Tuesday, January 8, 2013

How many ways can we sit in yoga?



This afternoon's youth yoga for grades 5-8 was so much fun. Really! I had the kids sitting still, focusing on their yoga, relaxing. The hubbub seemed to just come to an end!

We placed our five mats out in a ray pattern. One block per students. We began seated or lying down on our mats. Our voices were kept low and staying on the mat was a must. I asked everyone to sit. I did not specify how they should sit; they just needed to sit. Looking around, I noticed everyone was "sitting" a different way. So I posed the question..."How many ways can we think of to "sit" in yoga?" Look at yourself right now. One by one, we noticed how we were sitting and saw the yoga poses that they were.

We did:
1. Easy Pose (making sure our feet were under our knees)
2. Frog Pose (like a beginner turtle pose. Seated, knees bent, feet flat on floor, arms reaching to floor between legs)
3. Lotus (trying a quick lift and balance here)
4. Butterfly
5. Bharadvajavasana I (carefully twisting in both directions  but making sure our shoulders stayed in alignment and to not allow are arms to move without the shoulder girdle)
6. Squat/Garland Pose
7. Staff Pose

I then had them all lie down on their mats using a block, in low position, as a pillow. Chins dropped slightly. Focusing, their attention being drawn inward. Noticing sensations. And suddenly all the electricity went out. I don't mean in the building, but in their bodies. Shut down. Calm. Relaxed. Breathing. All of a sudden a deep sense of stillness entered the room and it settled down on us. We stayed here for a good five minutes. IN silence, listening to the ticking of the heaters.

To bring back sensation, we began noticing our breath in our nostrils and deciding which side was breathing more strongly. Notice if you are breathing through both nostrils? Mentally can you take your breath in through the right and out the left and then reverse?

Coming up to stand...Posing the question, "How many ways can we stand in yoga?"

We did:
1. Mountain Pose (feeling the triad of the big tow, little toe and center of heel)
2. Up-Mountain Pose
3. Chair Pose
4. Skiers Pose (belly on deeply bent legs, but they do not drop below the bottom)
5. Bent knee forward bend (hands on floor, let head drop, like a standing deep child's pose)
6. Bent knee chest lift (stay with legs bent, but lift collar bones and roll shoulders back)
7. Standing forward bend, legs bent enough to support the torso on the thighs (standing child's pose)
8. Airplane
9. Goddess Squat
10. Dancer's Pose
11. Tree Pose
12. Triangle Pose

Now a mini Savasana. Noticing which nostril was breathing more strongly, we rolled to that side and sat up.

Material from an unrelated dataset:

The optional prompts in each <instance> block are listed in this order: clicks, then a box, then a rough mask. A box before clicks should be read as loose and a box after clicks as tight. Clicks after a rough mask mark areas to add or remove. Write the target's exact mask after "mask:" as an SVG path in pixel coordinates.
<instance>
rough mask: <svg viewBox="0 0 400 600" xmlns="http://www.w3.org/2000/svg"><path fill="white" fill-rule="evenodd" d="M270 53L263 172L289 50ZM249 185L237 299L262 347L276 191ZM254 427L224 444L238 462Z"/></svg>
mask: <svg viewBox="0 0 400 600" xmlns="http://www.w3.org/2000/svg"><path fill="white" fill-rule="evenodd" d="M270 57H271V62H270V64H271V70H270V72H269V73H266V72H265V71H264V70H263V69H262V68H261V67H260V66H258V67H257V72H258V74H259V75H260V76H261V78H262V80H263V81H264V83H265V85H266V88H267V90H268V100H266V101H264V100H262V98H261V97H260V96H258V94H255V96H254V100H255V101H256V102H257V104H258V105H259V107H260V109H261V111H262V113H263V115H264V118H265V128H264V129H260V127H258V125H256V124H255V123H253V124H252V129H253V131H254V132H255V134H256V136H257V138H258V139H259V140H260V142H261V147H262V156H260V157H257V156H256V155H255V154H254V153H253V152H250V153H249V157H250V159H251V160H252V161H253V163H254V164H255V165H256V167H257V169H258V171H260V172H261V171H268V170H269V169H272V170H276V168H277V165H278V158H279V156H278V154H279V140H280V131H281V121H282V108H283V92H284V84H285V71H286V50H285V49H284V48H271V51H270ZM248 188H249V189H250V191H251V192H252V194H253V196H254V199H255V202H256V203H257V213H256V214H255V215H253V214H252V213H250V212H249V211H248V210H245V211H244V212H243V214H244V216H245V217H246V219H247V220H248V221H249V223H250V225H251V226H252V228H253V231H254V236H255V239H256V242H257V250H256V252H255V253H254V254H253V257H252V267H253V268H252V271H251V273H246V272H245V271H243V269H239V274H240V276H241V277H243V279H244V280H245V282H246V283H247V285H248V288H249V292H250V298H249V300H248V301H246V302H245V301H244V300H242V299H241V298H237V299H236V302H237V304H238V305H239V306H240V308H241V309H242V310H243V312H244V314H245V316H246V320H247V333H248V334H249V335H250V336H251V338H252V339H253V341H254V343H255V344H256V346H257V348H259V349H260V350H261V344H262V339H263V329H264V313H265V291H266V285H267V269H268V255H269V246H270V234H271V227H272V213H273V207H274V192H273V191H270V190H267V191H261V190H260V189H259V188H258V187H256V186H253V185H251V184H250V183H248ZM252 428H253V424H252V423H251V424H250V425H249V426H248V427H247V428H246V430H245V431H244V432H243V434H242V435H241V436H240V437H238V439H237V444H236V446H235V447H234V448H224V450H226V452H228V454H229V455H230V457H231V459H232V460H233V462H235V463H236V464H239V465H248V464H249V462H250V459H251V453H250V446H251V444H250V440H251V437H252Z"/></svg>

Today we began our yoga journals. I brought B.K.S. Iyengar "Light on Yoga"; B.K.S. Inyengar "Yoga The Path To Holistic Health"; Baron Baptiste " My Daddy Is A Pretzel" book and card deck; Marsha Wenig "Yoga Kids". We looked for all the poses we had done today and started to draw them in our journals writing an English translation for the pose, plus the Sanskrit. I wanted to help the kids have a visual to help them understand their bodies in space in these poses.

I will keep the journals at the center ad every week we will add a new section. We will continue drawing and naming poses, but we will also collage, to make dream boards, work with affirmations, and delve into the Yamas (the restraints of yoga: Ahimsa (non-harming); Sateya (non-lying); Asteya (non-stealing); Bramacharya (of Brahma); Aparigraha (non-hoarding)) and ideas of how to practice yoga off the mat.